翻訳者のつぶやき なんで私が『臓器収奪ー消える人々』を... その19
(...実に物騒な書籍の翻訳者になってしまいました。その経緯と本書の内容に関わる逸話や情報をお伝えできればと、ブログを書いています。)
過去と未来
中国共産党が「国家の敵」と定めたグループへの迫害は、人間の領域を超える凄まじいものだ。
本書の第二章から第六章にかけて、エスカレートしていく法輪功への迫害が被害者側と加害者側の証言から綴られていく。今回は、二人の全く別の被害者が、伏線を張ったかのように交差する場面にスポットライトをあてたい。
【趙明(ジャオミン)】
趙明は、中国のエリート校、清華大学で法輪功を最初に伝えた人物だ(第二章)。法輪功迫害が始まった後、中国共産党のプロパガンダが社会に植え付ける法輪功の汚名を晴らそうと、ダブリンの留学先から中国に戻る。街中で「法輪功は良い」という横断幕を掲げ、政府ではなく人々に訴えることの重要性を説く(第四章と第五章)。
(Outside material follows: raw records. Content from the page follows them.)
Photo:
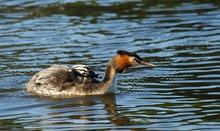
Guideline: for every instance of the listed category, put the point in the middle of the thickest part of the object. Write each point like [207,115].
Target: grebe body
[62,80]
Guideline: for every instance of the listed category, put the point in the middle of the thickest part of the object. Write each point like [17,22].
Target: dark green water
[182,37]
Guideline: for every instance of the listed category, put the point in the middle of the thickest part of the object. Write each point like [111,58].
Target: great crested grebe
[80,79]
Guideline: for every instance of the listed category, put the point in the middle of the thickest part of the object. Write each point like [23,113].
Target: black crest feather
[124,52]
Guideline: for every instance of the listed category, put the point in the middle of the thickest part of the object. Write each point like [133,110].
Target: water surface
[181,37]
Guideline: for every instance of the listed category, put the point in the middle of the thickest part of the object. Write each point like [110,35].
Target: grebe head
[125,59]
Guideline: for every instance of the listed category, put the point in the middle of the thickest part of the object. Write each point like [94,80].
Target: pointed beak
[147,64]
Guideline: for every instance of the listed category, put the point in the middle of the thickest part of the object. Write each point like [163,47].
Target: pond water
[181,37]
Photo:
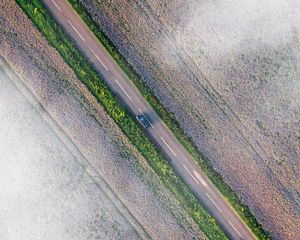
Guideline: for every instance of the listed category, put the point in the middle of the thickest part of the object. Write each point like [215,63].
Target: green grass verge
[171,122]
[46,24]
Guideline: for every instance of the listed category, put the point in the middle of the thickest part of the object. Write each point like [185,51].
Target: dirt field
[230,73]
[87,151]
[46,192]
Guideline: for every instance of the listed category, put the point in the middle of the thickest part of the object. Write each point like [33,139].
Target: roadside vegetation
[171,122]
[43,20]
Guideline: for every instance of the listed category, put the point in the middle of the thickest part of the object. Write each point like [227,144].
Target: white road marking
[146,118]
[99,59]
[56,5]
[190,174]
[200,178]
[168,146]
[76,30]
[213,202]
[235,229]
[123,89]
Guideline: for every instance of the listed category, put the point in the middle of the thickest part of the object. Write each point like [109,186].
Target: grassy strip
[44,21]
[171,122]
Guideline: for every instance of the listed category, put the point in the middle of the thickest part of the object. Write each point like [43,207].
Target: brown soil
[232,82]
[95,135]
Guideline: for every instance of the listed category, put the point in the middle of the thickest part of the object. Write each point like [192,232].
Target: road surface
[185,166]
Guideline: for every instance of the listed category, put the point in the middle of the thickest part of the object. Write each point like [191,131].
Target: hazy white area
[223,26]
[45,192]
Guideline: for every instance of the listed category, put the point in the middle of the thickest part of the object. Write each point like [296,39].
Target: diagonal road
[179,158]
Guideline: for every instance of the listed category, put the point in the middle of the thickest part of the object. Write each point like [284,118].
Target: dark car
[143,120]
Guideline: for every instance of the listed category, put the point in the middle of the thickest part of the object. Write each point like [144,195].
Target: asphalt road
[186,167]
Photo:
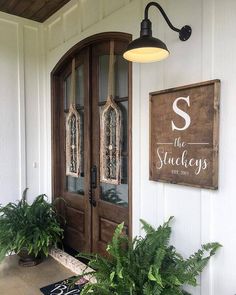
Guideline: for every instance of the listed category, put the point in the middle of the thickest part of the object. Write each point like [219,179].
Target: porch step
[71,263]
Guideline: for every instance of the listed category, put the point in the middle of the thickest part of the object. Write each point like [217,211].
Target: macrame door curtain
[73,129]
[110,131]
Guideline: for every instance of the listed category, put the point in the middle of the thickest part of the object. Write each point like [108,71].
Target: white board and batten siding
[201,215]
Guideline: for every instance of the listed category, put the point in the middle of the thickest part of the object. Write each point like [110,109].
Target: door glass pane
[116,194]
[76,184]
[121,77]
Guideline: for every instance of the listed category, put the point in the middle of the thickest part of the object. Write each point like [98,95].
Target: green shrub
[32,227]
[146,266]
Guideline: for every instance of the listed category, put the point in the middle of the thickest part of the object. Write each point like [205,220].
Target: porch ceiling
[37,10]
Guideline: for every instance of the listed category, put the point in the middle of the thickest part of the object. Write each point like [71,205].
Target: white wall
[21,93]
[200,215]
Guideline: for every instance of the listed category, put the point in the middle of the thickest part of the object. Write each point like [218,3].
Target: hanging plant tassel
[73,131]
[110,132]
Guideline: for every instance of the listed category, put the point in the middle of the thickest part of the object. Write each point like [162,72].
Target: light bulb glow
[146,54]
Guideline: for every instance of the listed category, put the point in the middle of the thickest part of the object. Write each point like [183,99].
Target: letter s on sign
[181,113]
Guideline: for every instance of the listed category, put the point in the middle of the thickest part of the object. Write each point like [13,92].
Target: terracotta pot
[27,259]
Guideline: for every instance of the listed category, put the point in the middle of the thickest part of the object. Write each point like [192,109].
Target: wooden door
[111,201]
[91,209]
[73,191]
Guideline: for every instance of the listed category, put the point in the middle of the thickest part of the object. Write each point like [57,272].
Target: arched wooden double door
[92,209]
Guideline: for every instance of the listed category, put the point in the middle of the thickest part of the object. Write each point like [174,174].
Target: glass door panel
[76,184]
[116,194]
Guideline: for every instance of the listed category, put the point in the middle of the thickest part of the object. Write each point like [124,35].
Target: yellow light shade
[146,49]
[146,54]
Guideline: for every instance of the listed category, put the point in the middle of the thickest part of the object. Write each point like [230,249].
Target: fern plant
[146,266]
[32,227]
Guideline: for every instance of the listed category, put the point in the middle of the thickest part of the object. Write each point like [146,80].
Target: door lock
[92,201]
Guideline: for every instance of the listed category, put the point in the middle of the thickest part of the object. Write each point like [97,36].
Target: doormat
[64,287]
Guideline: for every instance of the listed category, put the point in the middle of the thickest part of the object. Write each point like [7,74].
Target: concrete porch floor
[18,280]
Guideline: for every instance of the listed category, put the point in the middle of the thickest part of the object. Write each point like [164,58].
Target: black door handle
[94,176]
[92,201]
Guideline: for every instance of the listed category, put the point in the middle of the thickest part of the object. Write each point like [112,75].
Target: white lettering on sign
[181,113]
[165,158]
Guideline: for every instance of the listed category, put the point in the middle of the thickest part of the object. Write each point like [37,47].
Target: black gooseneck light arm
[184,32]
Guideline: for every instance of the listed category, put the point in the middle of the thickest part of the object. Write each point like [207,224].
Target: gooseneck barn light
[147,48]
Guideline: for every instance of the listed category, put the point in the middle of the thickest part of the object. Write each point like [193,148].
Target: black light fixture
[147,48]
逮捕され肉体的な拷問を生き抜くが、当局は方針を変えて「ソフトなアプローチ」で彼の信念を折ろうとする(第六章)。
【ジェニファー・ゼン】
天津で不当に逮捕された修煉者が釈放されるよう、1999年4月25日に陳情のために府右街に赴いた一万人の中の一人(第三章)(その16参照)。1999年から2000年にかけて4回逮捕され、4回目は強制労働所へ。ここでのむごい体験を世界に暴露しなければ、と迫害に屈することにして釈放される。
しかし、法輪功を放棄したからといってすぐに釈放されるわけではない。他の修煉者が法輪功を棄却するよう説得しなければならない。「ソフトなアプローチ」で趙明を転向させようとした女性の中にジェニファー・ゼンがいた(第六章)。
【過去と未来】
ジェニファーは、釈放後、匿名で明の偉業を讃え、彼の抵抗に関する記事を明慧ネット(minghui.org)に投稿した。そして、罪悪感を乗り越えて、『Witnessing History』(歴史の目撃者として)を発表した。(英語版と中国語版はこちらから購入できるようだ。)
趙明を「過去の抵抗の精霊」と括ってしまうことには疑問がある。本書に記された不屈な抵抗の数々を著述している時点で「過去」の記録としたのだろう。しかし、趙明は表には出ずとも、現在も人間性を守るために貢献しているに違いない。
ジェニファーをこの時点で「未来の抵抗の精霊」と形容することは納得できる。実際、ジェニファーは著者発表のあと、ドキュメンタリー映画「フリー・チャイナ」でも証言し、エポックタイムズの記者としても活躍していた。
2019年に裁定が発表された「中国(臓器狩り)民衆法廷」では、オンライン上で証言。6月17日の裁定ではメディア対応のために来英している。(その20へ続く….)
◎ ◎ ◎
本書『消える人々』のアマゾン・リンクはこちらへ。
◎ ◎ ◎
故・安倍元総裁のご冥福を心よりお祈り申し上げます。
大往生された「天国の精霊」に背中を押される気持ちで、細々ながらもブログを続けていこうと思っております。安倍元総裁が「過去の精霊」となられた今、日本人一人ひとりが「未来の精霊」としての役割を担っていく時が来た、と気を引き締める思いです。